29 des 31 accusés ont été auditionnés. Il ne reste plus qu’imam Alioune Ndao et Mokhtar Diokhané. C’est le moment choisi par l’un des avocats du premier nommé pour faire un bilan d’étape. Me Moussa Sarr estime que son client est jugé pour ses convictions, puisqu’il n’a jusque-là posé aucun acte.
«Sur les 29 personnes qui ont été entendues, seules quatre le connaissent : Ibrahima Diallo, Ibrahima Hann, Saliou Ndiaye et l’épouse de Mokhtar Diokhané. Donc, pourquoi parle-t-on de procès imam Ndao ?», s’interroge d’entrée Me Moussa Sarr, coordonnateur du pool d’avocats qui défend les intérêts d’imam Alioune Ndao. Sur un ton énergique, ponctué de gesticulations, la robe noire s’offusque du «décalage» entre les réalités du dossier et les procès-verbaux fournis. «Il y a eu énormément de débats sur des propos que des accusés ont notoirement contestés. Vous avez constaté que dans ces procès-verbaux, il y a des éléments imputés à imam Ndao qui n’existent pas dans le dossier.»
Fort de cela, l’avocat demande la comparution des officiers de Police judiciaire qui, selon lui, ont qualifié les champs de son client de camps d’endoctrinement. «De telles accusations sont suffisamment graves pour que les auteurs viennent nous rapporter les preuves», affirme-t-il.
Pour Me Moussa Sarr, imam Alioune Ndao est une victime, car il n’a jusque-là commis aucun acte qui peut lui valoir des poursuites. «Pour le moment, c’est un jugement d’opinions et de convictions, car on n’a ni entendu ni vu un acte qu’il a posé. Il s’est même opposé au départ de deux d’entre eux. La responsabilité pénale est individuelle. Chacun doit être jugé pour des faits commis personnellement», précise-t-il.
Dans ce procès, il voit une main extérieure qui, pour lui, pousse l’Etat à vouloir vaille que vaille faire d’imam Alioune Ndao le cerveau d’un groupe jihadiste.
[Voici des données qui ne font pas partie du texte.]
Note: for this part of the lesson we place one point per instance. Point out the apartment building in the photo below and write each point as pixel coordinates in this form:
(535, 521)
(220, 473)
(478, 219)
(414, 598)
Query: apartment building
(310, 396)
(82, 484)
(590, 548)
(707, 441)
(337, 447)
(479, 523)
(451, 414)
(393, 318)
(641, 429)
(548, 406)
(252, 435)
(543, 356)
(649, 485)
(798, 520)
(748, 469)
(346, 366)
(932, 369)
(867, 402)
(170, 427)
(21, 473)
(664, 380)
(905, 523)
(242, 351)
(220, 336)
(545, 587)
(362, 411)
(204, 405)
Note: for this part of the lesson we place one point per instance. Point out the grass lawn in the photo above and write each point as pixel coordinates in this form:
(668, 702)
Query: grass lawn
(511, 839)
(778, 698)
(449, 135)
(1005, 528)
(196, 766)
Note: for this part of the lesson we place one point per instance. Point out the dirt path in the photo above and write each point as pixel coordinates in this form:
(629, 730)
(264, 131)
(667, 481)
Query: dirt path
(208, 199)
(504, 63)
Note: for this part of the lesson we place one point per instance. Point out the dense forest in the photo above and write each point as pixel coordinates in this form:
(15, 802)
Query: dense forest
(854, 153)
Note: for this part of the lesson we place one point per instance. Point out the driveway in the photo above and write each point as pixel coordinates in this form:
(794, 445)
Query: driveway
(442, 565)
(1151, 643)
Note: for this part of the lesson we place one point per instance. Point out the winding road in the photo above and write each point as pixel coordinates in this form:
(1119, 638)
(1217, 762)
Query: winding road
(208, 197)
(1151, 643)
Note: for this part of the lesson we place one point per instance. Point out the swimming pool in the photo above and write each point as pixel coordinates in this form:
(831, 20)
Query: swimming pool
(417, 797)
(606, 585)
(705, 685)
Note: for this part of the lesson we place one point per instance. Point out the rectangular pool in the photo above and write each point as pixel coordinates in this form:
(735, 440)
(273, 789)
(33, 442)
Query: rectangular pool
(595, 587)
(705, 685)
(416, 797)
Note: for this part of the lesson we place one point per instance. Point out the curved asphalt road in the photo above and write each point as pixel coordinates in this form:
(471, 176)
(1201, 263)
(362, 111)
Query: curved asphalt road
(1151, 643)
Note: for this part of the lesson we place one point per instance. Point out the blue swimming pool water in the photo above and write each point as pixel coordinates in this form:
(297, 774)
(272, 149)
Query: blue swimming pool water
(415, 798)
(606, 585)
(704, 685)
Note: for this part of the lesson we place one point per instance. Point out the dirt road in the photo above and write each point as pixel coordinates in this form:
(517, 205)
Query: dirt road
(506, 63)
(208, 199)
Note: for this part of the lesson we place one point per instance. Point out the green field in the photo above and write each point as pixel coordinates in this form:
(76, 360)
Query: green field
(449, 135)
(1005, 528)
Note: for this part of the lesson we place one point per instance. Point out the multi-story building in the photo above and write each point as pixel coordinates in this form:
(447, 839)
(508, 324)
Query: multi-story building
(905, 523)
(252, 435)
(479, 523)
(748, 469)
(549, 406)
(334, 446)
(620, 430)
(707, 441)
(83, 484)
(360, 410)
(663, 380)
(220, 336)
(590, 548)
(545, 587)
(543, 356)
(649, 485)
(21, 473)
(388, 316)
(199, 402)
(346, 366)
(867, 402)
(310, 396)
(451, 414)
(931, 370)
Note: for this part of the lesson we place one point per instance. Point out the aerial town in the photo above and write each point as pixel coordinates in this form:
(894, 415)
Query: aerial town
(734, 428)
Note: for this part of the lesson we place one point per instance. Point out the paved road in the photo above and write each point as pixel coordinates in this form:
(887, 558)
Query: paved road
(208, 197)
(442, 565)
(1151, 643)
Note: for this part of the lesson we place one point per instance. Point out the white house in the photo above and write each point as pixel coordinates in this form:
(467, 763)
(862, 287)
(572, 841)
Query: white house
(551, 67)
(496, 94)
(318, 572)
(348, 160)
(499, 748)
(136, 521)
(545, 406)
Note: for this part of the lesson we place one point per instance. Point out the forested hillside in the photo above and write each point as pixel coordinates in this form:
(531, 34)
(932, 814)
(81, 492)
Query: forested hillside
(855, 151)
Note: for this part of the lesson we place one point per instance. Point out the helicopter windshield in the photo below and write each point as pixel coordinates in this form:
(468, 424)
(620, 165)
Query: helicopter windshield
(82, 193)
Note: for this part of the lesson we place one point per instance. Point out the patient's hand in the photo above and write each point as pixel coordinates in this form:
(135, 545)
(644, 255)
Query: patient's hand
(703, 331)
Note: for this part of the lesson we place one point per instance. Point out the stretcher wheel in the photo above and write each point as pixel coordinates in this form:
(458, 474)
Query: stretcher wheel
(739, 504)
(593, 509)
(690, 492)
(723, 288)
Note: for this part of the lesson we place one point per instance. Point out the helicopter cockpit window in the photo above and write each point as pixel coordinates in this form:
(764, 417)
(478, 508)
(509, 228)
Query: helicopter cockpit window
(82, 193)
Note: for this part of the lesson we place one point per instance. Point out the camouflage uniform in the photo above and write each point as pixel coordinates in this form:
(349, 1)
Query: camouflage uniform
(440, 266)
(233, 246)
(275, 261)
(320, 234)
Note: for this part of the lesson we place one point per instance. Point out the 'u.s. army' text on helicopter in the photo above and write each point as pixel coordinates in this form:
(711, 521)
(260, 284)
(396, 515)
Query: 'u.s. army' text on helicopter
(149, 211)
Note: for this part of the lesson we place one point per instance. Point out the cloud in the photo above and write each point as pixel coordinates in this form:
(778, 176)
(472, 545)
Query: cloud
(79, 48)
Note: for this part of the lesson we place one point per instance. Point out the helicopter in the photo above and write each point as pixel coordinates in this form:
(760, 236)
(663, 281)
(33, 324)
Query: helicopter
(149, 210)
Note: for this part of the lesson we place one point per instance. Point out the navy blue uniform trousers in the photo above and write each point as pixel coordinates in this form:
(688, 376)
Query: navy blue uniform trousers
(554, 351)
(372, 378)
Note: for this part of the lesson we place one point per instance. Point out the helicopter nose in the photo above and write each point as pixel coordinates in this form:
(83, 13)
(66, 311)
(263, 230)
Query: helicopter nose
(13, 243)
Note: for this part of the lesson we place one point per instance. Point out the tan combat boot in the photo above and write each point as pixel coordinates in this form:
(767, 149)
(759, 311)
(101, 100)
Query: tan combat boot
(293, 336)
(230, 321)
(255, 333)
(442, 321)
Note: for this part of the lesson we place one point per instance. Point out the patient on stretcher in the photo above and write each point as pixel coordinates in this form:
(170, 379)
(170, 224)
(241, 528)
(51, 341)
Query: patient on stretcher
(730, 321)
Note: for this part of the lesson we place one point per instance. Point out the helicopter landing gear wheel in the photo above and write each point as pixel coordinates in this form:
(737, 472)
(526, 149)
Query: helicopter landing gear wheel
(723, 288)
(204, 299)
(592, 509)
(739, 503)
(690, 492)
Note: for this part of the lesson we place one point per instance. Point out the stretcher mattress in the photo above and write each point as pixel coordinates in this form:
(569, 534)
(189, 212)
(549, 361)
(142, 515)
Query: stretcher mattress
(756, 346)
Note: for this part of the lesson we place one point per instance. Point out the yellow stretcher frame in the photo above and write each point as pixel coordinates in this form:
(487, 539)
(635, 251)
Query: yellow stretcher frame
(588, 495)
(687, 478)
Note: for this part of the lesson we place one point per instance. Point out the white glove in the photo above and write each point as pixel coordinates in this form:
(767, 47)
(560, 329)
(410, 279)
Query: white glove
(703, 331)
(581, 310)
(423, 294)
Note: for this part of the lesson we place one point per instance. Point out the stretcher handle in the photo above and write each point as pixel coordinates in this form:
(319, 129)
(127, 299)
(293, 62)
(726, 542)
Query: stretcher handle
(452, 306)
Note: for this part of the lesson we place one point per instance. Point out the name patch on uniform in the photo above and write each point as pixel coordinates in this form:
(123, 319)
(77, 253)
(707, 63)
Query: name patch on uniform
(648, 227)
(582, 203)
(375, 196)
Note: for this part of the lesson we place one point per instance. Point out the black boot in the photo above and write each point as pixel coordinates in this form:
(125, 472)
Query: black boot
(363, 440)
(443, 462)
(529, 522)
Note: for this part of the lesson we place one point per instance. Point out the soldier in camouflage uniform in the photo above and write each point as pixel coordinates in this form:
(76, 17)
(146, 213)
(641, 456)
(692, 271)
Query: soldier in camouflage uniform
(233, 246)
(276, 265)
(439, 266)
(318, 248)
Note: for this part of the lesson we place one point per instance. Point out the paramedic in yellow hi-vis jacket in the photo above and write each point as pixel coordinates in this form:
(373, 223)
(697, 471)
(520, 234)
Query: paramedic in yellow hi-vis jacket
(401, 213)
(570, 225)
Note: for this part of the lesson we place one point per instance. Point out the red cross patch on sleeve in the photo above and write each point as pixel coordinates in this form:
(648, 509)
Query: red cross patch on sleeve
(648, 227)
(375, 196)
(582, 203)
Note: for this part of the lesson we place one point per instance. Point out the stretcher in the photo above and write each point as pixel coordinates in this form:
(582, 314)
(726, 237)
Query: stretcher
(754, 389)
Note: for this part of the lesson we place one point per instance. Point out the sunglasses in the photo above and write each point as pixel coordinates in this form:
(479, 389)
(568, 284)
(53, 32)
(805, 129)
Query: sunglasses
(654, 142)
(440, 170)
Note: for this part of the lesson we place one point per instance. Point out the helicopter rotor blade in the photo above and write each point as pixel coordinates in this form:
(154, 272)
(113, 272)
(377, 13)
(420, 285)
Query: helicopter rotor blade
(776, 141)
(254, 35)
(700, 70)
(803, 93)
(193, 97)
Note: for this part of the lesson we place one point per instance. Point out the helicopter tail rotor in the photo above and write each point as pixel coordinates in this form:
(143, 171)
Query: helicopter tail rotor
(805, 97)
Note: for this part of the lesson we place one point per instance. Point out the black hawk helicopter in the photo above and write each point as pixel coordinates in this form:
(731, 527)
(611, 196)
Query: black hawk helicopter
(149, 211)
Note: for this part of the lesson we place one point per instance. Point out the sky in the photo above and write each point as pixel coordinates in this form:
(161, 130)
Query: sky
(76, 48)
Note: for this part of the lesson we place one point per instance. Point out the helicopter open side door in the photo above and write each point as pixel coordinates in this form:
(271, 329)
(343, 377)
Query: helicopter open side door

Il explique : «C’est un otage pour faire plaisir à la France et aux Occidentaux. Jean-Yves Le Drian est venu s’immiscer dans les affaires internes du Sénégal. C’est un scandale.»
Le conseil d’imam Alioune Ndao conçoit l’appréhension de son client comme «un bilan que brandit l’Etat dans sa lutte contre le terrorisme». Ce qui est injuste à ses yeux : «Ce sont des accusations. Son daara est à quelques encablures de la police de Ndorong. Il n’y a jamais eu de rapport sur lui. Son école coranique fonctionne toujours avec 500 disciples. Il a même donné ses terres à l’Etat pour qu’il construise des salles de classe. On veut le présenter comme le chef des jihadistes. C’est inexact, car parmi les accusés, il n’y a ni son fils ni son neveu.»
En outre, il précise que l’accusé n’a jamais reçu de financement et n’a aucun lien avec les organisations jugées terroristes. Me Moussa Sarr invite le Parquet «à tirer toutes les conséquences des constatations pour un réquisitoire d’acquittement». «Il doit également présenter ses excuses pour tous préjudices subis», propose-t-il, tout en dévoilant une confidence de son client : «Quelle que soit l’issue de ce procès, je continuerai à faire ce que j’ai à faire : m’occuper de l’éducation de la jeunesse. Je n’ai aucune rancœur.»